Il alla ensuite vers la table sur laquelle étaient distribués une rame de papier écolier, un encrier et des plumes, fut reconnaissant de cette attention au moine qui savait sans doute, par la lettre de l'abbé Gévresin, qu'il faisait métier d'écrire, ouvrit deux volumes reliés en basane et les referma ; l'un était l' introduction à la vie dévote de saint François De Sales, l'autre était intitulé manrèse ou les exercices spirituels d'Ignace De Loyola et il rangea ses livres à lui, sur la table.

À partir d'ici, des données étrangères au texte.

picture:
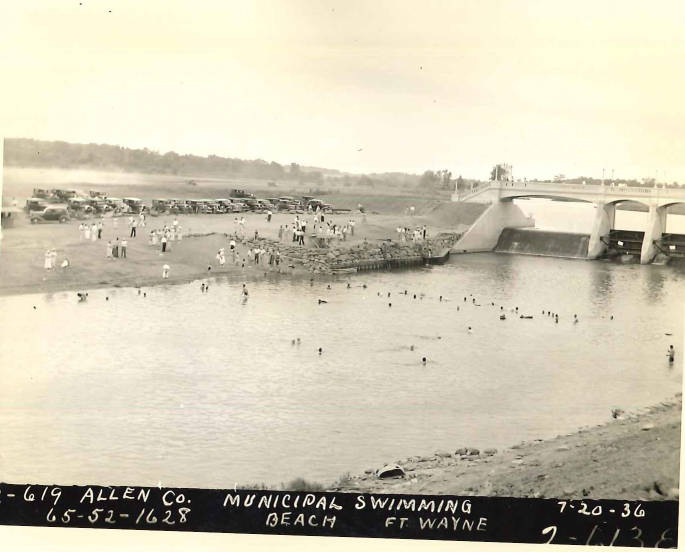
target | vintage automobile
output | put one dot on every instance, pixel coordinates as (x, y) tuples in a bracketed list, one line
[(35, 204), (52, 213), (80, 207), (64, 195), (135, 204), (253, 204), (41, 193), (235, 192)]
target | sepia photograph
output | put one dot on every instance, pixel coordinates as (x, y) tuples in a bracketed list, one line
[(323, 249)]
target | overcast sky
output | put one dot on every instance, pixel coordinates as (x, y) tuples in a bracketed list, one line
[(550, 87)]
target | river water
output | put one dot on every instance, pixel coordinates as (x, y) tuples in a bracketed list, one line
[(201, 390)]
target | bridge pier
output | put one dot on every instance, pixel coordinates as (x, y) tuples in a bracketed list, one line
[(656, 226), (605, 216), (484, 233)]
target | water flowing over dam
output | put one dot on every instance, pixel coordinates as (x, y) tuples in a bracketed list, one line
[(528, 241)]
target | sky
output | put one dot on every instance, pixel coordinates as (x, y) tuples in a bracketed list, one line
[(548, 87)]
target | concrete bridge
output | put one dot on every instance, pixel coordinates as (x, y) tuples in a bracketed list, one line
[(503, 213)]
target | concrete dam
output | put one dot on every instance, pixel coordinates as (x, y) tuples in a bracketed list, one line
[(527, 241)]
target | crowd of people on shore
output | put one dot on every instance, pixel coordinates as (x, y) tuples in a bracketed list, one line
[(404, 234), (319, 227)]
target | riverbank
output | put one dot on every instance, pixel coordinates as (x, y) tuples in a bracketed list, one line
[(22, 249), (634, 457)]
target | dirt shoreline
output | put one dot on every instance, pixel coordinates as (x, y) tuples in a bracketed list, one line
[(634, 457)]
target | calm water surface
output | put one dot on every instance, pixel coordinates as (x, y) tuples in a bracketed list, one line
[(201, 390)]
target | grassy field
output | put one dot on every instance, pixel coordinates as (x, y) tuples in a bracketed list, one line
[(20, 182), (23, 246)]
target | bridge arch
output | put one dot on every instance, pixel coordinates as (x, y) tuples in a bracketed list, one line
[(553, 197), (644, 203)]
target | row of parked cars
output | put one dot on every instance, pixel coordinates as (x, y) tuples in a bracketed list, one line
[(236, 205), (61, 207)]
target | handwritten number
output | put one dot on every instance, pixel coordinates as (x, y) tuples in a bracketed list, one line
[(551, 529), (167, 518), (663, 539), (639, 534)]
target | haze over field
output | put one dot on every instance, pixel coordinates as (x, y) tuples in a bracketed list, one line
[(358, 86)]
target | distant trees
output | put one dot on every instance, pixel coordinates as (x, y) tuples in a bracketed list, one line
[(441, 180), (38, 153)]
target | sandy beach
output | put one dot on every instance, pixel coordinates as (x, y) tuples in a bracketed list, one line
[(634, 457), (23, 246)]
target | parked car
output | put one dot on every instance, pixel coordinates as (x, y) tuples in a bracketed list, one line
[(35, 204), (53, 213), (253, 204), (134, 204), (235, 192)]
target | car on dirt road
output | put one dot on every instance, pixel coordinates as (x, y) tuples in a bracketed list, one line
[(53, 213)]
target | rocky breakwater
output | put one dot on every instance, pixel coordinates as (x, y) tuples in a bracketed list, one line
[(340, 257)]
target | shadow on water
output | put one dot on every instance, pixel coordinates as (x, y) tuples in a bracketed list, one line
[(602, 288), (655, 278)]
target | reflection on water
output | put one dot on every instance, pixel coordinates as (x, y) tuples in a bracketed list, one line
[(199, 390)]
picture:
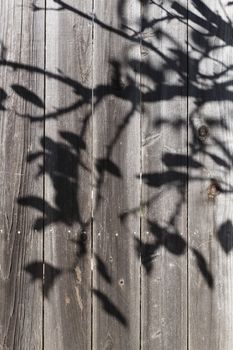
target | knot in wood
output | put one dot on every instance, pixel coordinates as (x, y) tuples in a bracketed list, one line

Puis il prit, au hasard, une des pancartes imprimées qui traînait sur cette table et il lut :
exercices de la communauté pour les jours ordinaires — de pâques à la croix de septembre
lever à 2 heures,
prime et messe à 5 heures 15,
travail après le chapitre,
fin du travail à 9 heures et intervalle,
sexte à 11 heures, angélus et le dîner à 11 heures et demi,
méridienne après le dîner,
fin de la méridienne à 1 heure et demi,
none et travail, 5 minutes après le réveil.
fin du travail à 4 heures et demi et intervalle,
vêpres suivies de l'oraison à 5 heures et quart,
souper à 6 heures et intervalle,
complies à 7 heures 25,
retraite à 8 heures.
il retourna cette pancarte ; elle
contenait, sur une autre face, un nouvel horaire, intitulé :
exercices d'hiver-de la
croix de septembre à pâques
le lever était le même, mais le coucher était avancé d'une
heure ; le dîner était reporté de onze heures et demi vers 2
heures ; la méridienne et le souper de 6 heures
supprimés ; les heures canoniales reculées, sauf les vêpres et
les complies qui passaient de 5 heures et quart et de 7 heures 25 à
4 heures et demi et à 6 heures et quart.
Ce n'est pas réjouissant de se tirer du lit en pleine nuit, soupira Durtal, mais j'aime à croire que les retraitants ne sont pas soumis à ce régime d'alerte et il saisit une autre pancarte. Celle-ci doit m'être destinée, fit-il, en parcourant l'en-tête de ce carton :
règlement des retraites de pâques à la croix de septembre
voyons-là de près cette ordonnance.
Et il examina ses deux tableaux réunis, celui du matin et celui du soir : c'est au moins plus pratique, — 4 heures du matin, c'est une heure presque possible ! — mais je n'y comprends rien, — les heures canoniales ne concordent pas sur ce tableau avec celles des moines et puis pourquoi ces vêpres et ces complies doublées ? — enfin, ces petites cases où l'on vous incite à méditer pendant tant de minutes, à lire pendant tant d'autres, ne me vont guère ! Je n'ai pas l'esprit suffisamment malléable pour le couler dans ces gaufriers ! — il est vrai qu'après tout, je suis libre de faire ce que je veux, car personne ne peut vérifier ce qui se manigance en moi, savoir, par exemple, si je médite...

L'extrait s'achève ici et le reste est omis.